NPU Demo and source code

@Frank thanks for the GPU clarification.

@Frank I ran the following commands and no errors came, but when I run my model I don’t see any logs of bandwidth as explained in the docs

  1. rmmod galcore
  2. cd /lib/modules/4.9.241.kernel/drivers/amlogic/npu
  3. sudo insmod galcore.ko gpuProfiler=1 showArgs=1
  4. export VIV_VX_PROFILE=1
  5. export VIV_VX_DEBUG_LEVEL=1
  6. cd {workspace}/aml_npu_demo_binaries/detect_demo_picture/
  7. sudo ./INSTALL
  8. ./detect_demo 0 1080.bmp

But it doesn’t show any logs with the bandwidth in the terminal??
is there anything I am doing wrong??

also, if I try to do rmmod galcore I get the following

@Dhruv_Gaba You need to check the background processes, which processes are using NPU, please terminate these processes

看起来像是显示有问题,如果是远程连接,可以加上参数 ssh -X

@Frank the command worked for me.

I can get the read and write bandwidth information

Can you please tell what does the total, axi and ddr bandwidths mean??
And, how can I calculate the percentage utilization of the npu from this ??

@Frank please answer my question how to add external urls to test with the npu demo

@RKroells I don’t know how to add external urls . I am not familiar with web programming and have never used external urls. The code is open source, you can see all the content

So the vim3 will only work with usb camera?
This cannot be.

Please contact your team to provide thisinformation

It should be common solution, has nothing to do with the NPU, so please google for it yourself.

@RKroells The NPU demo just provides a template for you to use the NPU interface. It has nothing to do with how the application layer processes it. If you want to use a web camera, or other cameras, or other ways to transfer data, you can implement it yourself, which has nothing to do with the NPU.

So what is this forum for?

Where would I find the required information as
Google is not help me.

One of the key selling points of your vim3 is the npu, so adding an external cam your should be included in your documentation, as you can’t expect every user to buy a 100% compatible camera.

@Frank Any suggestions on understanding the NPU Utilization? I can see TOTAL_READ_BANDWIDTH and TOTAL_WRITE_BANDWIDTH printed into the terminal logs for my model.
What is the maximum of this BANDWIDTH for the VIM3 board? so that I can calcualte the percentage?

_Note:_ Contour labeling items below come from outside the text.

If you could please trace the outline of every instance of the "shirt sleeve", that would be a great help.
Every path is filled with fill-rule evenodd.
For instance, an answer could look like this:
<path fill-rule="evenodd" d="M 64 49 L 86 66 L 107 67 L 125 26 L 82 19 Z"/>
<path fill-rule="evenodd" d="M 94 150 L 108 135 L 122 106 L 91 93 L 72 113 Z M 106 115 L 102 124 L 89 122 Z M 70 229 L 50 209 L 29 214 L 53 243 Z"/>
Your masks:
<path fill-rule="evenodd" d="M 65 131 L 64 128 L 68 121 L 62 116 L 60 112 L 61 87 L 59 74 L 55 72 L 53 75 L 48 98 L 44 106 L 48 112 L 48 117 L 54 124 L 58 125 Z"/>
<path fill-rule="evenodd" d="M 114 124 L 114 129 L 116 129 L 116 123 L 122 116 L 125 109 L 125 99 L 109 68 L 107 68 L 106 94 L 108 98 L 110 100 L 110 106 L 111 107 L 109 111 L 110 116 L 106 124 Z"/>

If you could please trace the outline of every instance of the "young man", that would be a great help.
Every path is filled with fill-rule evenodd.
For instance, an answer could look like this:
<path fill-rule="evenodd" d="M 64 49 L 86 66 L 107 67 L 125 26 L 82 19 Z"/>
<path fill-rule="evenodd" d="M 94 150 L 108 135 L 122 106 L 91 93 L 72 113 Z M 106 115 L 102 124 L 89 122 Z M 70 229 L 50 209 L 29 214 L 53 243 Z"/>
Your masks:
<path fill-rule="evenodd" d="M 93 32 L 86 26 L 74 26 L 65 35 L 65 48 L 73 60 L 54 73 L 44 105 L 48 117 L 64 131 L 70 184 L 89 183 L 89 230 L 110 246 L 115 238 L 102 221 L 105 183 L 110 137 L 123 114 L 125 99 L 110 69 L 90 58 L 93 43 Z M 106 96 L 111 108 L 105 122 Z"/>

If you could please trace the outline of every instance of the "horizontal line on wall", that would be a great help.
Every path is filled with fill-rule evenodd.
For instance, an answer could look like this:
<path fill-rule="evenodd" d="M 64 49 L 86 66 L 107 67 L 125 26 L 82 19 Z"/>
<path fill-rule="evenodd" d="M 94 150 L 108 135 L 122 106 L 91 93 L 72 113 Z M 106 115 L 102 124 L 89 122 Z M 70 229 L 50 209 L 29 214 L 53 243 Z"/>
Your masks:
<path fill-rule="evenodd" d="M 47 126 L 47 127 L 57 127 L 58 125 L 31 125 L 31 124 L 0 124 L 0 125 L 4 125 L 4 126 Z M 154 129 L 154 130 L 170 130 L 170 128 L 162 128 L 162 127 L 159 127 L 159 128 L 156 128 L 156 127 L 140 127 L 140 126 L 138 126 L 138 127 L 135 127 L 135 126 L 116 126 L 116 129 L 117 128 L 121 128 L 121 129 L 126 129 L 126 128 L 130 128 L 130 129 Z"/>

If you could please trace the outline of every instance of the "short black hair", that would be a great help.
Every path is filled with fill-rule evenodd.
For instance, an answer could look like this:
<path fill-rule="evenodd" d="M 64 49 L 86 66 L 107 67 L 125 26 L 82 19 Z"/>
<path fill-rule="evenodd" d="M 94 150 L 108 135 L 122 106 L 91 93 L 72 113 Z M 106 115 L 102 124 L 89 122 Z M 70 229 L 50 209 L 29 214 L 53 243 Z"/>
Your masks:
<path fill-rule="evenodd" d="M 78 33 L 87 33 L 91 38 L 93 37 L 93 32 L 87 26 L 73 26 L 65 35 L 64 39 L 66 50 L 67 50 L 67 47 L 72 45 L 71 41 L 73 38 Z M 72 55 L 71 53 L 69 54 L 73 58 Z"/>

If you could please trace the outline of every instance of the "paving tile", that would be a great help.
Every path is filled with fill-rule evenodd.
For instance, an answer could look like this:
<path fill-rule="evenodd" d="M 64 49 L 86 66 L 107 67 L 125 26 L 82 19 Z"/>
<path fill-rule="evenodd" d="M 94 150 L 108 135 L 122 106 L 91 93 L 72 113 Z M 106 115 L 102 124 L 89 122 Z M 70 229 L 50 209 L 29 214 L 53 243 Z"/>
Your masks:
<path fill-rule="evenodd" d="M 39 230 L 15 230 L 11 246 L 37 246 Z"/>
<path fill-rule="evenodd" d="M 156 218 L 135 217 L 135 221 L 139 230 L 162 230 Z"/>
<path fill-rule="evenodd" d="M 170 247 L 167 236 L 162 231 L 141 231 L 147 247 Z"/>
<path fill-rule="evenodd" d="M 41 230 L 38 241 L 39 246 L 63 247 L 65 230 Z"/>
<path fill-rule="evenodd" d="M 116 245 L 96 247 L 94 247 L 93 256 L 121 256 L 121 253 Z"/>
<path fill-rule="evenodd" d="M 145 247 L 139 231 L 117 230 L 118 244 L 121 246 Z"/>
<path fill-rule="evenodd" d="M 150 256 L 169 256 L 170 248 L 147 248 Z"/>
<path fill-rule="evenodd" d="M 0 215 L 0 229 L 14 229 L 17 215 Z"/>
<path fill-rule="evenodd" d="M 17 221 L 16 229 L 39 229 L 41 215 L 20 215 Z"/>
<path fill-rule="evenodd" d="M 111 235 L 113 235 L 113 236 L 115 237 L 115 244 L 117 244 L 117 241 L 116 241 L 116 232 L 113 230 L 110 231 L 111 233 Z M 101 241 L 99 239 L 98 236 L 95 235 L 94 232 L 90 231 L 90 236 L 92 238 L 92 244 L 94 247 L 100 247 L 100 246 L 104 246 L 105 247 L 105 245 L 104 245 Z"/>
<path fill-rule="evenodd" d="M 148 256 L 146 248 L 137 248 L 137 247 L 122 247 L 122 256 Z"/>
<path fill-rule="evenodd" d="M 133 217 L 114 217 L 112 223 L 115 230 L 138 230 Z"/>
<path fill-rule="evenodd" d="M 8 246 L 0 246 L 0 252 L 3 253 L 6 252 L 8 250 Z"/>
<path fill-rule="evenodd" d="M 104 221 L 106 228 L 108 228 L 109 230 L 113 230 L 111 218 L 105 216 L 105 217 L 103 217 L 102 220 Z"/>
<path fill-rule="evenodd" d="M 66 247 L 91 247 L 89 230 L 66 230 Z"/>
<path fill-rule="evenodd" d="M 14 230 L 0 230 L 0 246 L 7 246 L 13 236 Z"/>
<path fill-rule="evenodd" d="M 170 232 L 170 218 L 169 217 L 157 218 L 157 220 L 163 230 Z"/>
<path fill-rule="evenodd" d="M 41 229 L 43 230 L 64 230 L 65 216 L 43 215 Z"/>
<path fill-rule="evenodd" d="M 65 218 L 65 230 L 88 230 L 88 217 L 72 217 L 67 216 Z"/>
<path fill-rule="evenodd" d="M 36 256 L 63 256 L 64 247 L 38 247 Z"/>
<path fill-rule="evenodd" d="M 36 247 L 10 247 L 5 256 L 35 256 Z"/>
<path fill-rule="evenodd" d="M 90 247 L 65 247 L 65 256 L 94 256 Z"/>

For E.g. for my model it is ~ 50 MByte (TOTAL_READ_BANDWIDTH+ TOTAL_WRITE_BANDWIDTH)

And in the Khadas Documentation it says to subtract OCR_BANDWIDTH but I am not able too that being printed onto my screen. Please help!

@Dhruv_Gaba In the document, the content of this part has not been updated yet, I will consult the relevant part, and then feedback to you.

In my understanding, total here is the total time, axi is the time to configure the model layer, and ddr time is the time to input data and obtain results. I’m not sure, I will confirm a correct result and feedback to you

1 Like

@Frank I got questions about the capabilities of the NPU. Everything in the NPU demo works well for me. I would like to know

  1. If NPU can handle more processing techniques like semantic segmentation besides the object classification and detection? I could not find anything on this.

  2. Is there any performance bench marking among different neural networks/topologies? Since NPU is 5 TOPS, it would be interesting to know if it can do better or on par with other edge AI devices as well.

  3. How much CPU will be consumed when running operations on NPU?

Thanks in advance.

Sure, @Frank I am eagerly waiting for your response.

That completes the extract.